Aku dan kolegaku, Ahmed, masuk
ke ambulan yang berbeda. Aku menuju sekolah Al falluj, utara Jabaliya, sekolah
itu terkena serangan udara israel. Sedangkan Ahmed menuju ke sebuah rumah
runtuh, di dekat mesjid kota Jabaliya, didalamnya terdapat sebuah keluarga.
Dari kejauhan, kami melihat ambulan yang di tumpangi Ahmed ditembaki arteleri Israel.
Aku tak tahu lagi apa yang terjadi dengan mereka.
“Ayo cepat, anak ini sudah
sekarat,” aku keluar dari ambulan membawa seorang anak yang terluka.
“Wuing, dum.”
Aku melihatnya jelas. Pesawat
Israel menjauh setelah melepaskan misilnya di sekitar rumah sakit Al-Awda.

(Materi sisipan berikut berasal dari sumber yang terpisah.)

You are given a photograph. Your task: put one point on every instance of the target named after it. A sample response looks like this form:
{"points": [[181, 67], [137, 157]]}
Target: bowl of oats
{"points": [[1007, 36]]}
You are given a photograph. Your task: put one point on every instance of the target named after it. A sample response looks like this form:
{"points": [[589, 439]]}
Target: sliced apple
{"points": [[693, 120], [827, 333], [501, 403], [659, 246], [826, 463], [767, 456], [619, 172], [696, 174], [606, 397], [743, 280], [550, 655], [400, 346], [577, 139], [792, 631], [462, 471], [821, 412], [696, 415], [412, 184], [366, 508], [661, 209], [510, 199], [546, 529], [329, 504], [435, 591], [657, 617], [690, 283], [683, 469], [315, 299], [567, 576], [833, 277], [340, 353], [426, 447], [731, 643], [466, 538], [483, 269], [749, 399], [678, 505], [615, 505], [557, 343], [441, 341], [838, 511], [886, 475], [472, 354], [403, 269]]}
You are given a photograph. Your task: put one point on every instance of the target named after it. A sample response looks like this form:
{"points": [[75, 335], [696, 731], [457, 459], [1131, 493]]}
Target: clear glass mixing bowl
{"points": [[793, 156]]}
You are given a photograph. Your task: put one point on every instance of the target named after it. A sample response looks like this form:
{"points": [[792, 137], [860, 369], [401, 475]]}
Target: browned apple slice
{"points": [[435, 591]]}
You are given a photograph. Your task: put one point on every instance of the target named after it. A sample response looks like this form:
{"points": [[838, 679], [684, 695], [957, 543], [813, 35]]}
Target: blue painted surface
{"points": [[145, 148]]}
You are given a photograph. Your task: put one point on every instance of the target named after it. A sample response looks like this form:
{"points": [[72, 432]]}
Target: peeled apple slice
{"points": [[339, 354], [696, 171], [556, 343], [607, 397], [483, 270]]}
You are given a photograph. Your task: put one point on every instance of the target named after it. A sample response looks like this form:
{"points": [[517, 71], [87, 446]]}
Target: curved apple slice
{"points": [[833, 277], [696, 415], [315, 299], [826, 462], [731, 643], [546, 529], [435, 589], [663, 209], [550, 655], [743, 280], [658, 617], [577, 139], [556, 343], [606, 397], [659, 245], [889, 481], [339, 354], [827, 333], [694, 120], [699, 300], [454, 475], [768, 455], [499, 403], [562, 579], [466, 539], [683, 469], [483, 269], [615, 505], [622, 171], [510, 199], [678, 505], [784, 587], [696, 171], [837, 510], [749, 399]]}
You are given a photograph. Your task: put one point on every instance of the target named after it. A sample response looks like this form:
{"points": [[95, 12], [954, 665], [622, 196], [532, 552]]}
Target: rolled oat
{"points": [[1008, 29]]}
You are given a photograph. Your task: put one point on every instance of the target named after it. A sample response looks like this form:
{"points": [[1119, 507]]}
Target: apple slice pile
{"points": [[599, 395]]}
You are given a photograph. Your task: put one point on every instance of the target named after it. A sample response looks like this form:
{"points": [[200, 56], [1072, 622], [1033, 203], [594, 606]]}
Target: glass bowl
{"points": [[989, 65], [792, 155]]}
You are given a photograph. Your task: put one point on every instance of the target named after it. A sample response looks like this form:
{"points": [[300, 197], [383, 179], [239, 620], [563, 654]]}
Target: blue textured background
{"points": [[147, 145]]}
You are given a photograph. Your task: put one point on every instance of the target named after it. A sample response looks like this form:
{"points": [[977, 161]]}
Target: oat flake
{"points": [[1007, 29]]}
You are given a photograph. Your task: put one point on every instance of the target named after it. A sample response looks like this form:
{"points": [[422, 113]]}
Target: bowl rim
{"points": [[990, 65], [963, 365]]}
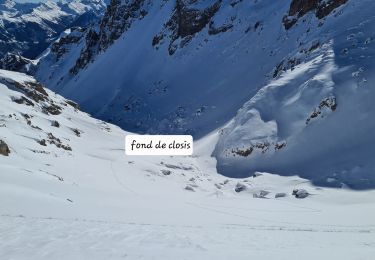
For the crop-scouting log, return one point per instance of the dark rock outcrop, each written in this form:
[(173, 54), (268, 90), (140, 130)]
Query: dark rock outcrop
[(186, 21), (4, 149), (321, 8), (15, 62)]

Kedua misilnya terjatuh dihalaman parkir yang penuh kendaraan, 15 meter dari
pintu gawat darurat. Pintu gawat ikut hancur, petugas medis sibuk memadamkan api
di sekitar pelataran parkir. Beberapa menit aku terpaku. Astaga, aku terlupa,
anak ini harus segera ku tolong.
“Halo paman yang baik hati!”
anak ini tersenyum.
“Jangan bicara dan bergerak
dulu, kamu sedang sekarat. Aku akan menolongmu.”
“Tidak usah, sudah tidak
apa-apa kok,” dia melepaskan pelukanku.
“Tapi kamu terluka parah,
lihat tubuhmu terbakar. Loh mana luka bakarmu?”
“Terimakasih telah membantuku.
Aku ingin menemui ibu.” Anak ini berdiri sempurna. Dia pergi meninggalkanku.

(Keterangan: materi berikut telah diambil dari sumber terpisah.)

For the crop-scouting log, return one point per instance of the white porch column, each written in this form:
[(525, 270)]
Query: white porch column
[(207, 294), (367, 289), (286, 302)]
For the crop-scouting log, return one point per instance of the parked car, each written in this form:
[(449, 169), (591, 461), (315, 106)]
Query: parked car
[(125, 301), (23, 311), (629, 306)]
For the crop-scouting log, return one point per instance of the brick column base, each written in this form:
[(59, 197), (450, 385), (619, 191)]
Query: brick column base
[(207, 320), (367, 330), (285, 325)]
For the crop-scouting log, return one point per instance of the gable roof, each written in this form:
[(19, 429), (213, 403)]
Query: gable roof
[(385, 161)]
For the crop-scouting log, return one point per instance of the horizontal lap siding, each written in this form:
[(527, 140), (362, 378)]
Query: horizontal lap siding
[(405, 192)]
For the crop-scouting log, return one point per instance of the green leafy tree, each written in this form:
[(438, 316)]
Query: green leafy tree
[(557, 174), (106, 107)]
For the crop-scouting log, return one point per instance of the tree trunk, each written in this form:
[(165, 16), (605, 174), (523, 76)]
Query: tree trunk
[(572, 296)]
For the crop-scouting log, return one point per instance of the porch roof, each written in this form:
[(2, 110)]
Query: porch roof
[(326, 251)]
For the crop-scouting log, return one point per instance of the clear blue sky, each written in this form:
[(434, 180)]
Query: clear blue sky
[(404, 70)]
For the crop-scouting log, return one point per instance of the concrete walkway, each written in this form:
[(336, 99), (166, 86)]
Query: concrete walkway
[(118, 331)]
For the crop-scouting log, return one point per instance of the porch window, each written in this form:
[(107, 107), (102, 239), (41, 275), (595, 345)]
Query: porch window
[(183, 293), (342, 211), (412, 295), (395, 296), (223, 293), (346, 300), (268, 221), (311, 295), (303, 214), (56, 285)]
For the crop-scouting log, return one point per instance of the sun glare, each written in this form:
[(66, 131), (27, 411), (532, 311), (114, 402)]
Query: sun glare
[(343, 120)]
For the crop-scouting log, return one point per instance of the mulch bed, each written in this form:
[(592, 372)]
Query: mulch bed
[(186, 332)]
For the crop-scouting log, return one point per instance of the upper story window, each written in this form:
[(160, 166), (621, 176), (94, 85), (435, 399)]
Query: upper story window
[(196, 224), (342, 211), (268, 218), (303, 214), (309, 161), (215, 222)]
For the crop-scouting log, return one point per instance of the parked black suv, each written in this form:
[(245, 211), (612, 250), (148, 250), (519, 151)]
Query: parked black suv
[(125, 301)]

Saat ingin mengejarnya, aku
melihat Ahmed datang bersama ambulan yang lain. Kakinya terluka. Aku ingin
segera mengobatinya.
“Ahmed! Aku akan mengobatimu.”
aku menghampirinya.
“Abu khaely!” Dia menangis.
“Ada apa? Kenapa kau memanggil
namaku sambil menangis? Ada apa denganku? Aku baik-baik saja. Lihatlah, tak ada
luka sekecil apapun pada tubuhku!” Aku tersenyum pada Ahmed.
Petugas medis membawa Ahmed ke
ruang gawat darurat, mereka tidak memperhatikan aku. Beberapa meter dari ruang
gawat darurat orang-orang sedang sibuk mengangkut mayat yang terkena misil Israel.

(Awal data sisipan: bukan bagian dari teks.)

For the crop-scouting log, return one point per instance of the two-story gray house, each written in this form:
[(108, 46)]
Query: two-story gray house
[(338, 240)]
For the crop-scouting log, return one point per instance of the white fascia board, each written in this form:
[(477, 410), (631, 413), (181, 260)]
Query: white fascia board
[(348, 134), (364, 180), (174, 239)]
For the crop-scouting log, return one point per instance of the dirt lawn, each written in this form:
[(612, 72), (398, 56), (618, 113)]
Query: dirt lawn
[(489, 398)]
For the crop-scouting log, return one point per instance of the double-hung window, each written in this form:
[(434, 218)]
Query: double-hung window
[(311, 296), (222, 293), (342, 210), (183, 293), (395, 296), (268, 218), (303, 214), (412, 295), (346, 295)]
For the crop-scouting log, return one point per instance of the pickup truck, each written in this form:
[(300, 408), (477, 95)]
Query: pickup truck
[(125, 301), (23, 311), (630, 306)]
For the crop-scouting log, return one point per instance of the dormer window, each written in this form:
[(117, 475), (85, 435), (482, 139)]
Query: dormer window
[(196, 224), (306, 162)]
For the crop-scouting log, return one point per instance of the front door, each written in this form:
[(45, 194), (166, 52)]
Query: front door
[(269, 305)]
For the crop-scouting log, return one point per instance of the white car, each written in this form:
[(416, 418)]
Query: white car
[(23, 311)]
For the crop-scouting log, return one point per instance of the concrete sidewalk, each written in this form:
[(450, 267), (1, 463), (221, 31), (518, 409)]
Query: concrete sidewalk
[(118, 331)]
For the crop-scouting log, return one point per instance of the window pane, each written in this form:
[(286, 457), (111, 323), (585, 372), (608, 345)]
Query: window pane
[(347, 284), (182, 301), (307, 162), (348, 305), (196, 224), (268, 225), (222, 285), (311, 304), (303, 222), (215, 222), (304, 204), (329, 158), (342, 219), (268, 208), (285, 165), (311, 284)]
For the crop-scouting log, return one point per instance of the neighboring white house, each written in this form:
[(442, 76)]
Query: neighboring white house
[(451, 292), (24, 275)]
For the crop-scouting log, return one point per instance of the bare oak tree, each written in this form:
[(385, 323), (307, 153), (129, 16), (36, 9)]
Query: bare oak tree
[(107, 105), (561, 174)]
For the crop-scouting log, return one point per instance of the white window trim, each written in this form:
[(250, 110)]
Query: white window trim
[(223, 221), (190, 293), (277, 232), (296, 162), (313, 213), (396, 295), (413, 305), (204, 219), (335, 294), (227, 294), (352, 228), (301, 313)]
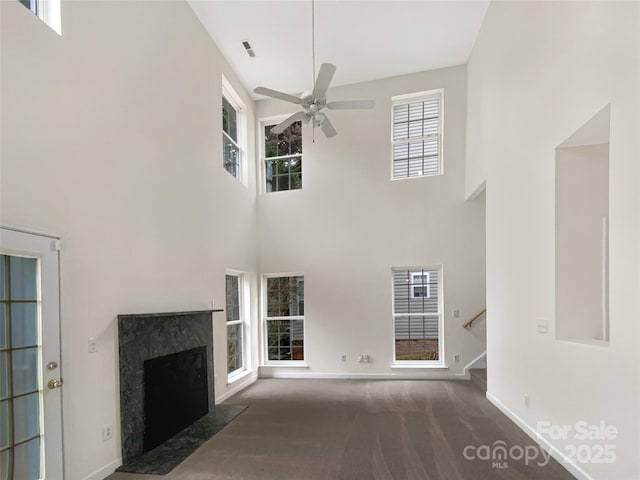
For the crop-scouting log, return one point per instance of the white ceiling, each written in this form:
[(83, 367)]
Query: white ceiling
[(365, 39)]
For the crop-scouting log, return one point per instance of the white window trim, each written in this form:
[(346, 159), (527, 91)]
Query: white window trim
[(421, 284), (49, 11), (245, 307), (441, 354), (262, 176), (413, 98), (236, 102), (265, 362)]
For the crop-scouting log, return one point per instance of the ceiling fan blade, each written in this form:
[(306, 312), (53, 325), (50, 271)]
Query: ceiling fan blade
[(282, 126), (351, 104), (325, 75), (327, 128), (276, 94)]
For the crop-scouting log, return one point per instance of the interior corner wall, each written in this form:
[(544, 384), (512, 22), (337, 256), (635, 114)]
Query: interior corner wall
[(538, 71), (112, 138), (350, 224)]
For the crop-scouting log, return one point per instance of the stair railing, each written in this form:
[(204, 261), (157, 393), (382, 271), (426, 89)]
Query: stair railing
[(470, 322)]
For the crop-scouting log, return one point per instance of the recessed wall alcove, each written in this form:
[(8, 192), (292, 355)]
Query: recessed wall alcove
[(582, 233)]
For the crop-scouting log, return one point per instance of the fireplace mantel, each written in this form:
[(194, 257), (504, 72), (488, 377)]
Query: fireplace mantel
[(143, 336)]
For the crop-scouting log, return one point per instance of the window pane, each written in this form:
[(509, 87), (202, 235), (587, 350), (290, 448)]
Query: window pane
[(3, 282), (23, 278), (26, 417), (5, 422), (25, 370), (233, 298), (24, 324), (416, 338), (289, 142), (229, 120), (285, 339), (234, 348), (417, 120), (285, 296), (415, 291), (4, 374), (230, 156), (4, 332), (283, 183)]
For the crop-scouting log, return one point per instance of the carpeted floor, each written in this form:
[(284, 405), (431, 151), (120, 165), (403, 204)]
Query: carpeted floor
[(363, 429)]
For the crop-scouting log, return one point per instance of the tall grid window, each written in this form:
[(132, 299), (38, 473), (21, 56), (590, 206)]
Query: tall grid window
[(417, 135), (283, 158), (230, 147), (285, 318), (20, 389), (417, 314), (235, 323)]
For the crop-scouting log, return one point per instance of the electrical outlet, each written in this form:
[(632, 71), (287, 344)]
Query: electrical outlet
[(542, 326), (107, 432)]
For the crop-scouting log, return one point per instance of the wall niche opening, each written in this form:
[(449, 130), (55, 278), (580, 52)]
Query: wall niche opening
[(582, 233)]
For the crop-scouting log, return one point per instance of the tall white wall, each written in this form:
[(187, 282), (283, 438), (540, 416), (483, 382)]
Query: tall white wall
[(111, 137), (540, 70), (582, 201), (350, 224)]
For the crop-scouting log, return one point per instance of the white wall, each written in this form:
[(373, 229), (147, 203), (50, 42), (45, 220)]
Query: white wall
[(350, 224), (111, 137), (540, 70), (582, 201)]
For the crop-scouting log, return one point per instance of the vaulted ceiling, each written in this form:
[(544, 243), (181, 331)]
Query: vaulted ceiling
[(365, 39)]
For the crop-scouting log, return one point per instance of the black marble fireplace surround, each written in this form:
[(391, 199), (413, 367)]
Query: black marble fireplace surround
[(144, 337), (175, 394)]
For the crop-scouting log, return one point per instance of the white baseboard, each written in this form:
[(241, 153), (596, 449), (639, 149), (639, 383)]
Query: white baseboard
[(241, 385), (105, 471), (269, 373), (559, 456)]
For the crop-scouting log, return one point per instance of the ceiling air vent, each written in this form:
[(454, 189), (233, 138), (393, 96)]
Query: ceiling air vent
[(248, 48)]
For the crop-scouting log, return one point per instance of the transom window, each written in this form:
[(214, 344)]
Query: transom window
[(283, 158), (230, 147), (233, 132), (46, 10), (284, 299), (417, 315), (417, 135)]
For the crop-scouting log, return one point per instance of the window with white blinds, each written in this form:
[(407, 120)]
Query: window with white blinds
[(417, 314), (417, 135)]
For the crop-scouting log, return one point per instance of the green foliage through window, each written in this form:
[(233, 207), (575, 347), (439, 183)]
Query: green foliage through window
[(283, 162)]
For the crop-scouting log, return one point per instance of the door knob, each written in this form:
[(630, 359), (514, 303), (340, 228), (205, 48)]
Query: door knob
[(54, 384)]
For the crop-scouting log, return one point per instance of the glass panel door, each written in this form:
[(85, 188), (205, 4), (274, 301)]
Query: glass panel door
[(21, 398)]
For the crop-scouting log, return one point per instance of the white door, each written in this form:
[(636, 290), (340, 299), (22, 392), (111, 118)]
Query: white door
[(31, 403)]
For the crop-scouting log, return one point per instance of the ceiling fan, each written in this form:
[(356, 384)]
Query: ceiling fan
[(313, 102)]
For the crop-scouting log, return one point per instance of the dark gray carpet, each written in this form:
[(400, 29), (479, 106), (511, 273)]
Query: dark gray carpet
[(167, 456), (360, 429)]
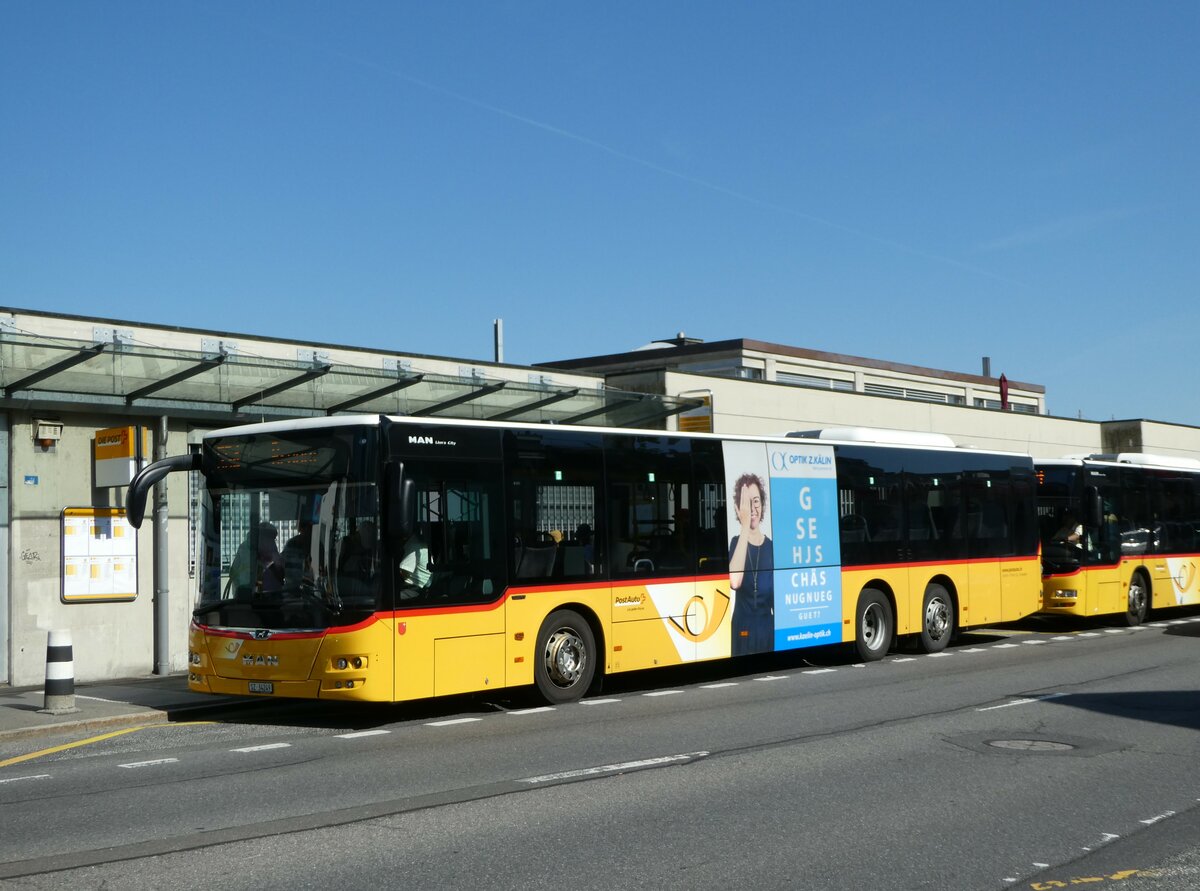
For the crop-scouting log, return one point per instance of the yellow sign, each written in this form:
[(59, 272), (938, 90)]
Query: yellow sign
[(119, 453)]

Saat misil diluncurkan, banyak ambulan yang sedang keluar masuk membawa korban.
Korban dokter dan petugas medis yang tewas bertambah. Aku melihat tubuhku
dibawa masuk ke dalam rumah sakit.
Jakarta, 2010
Mengenang peristiwa
penyerangan Israel ke Jalur Gaza pada akhir masa kepemimpinan Bush.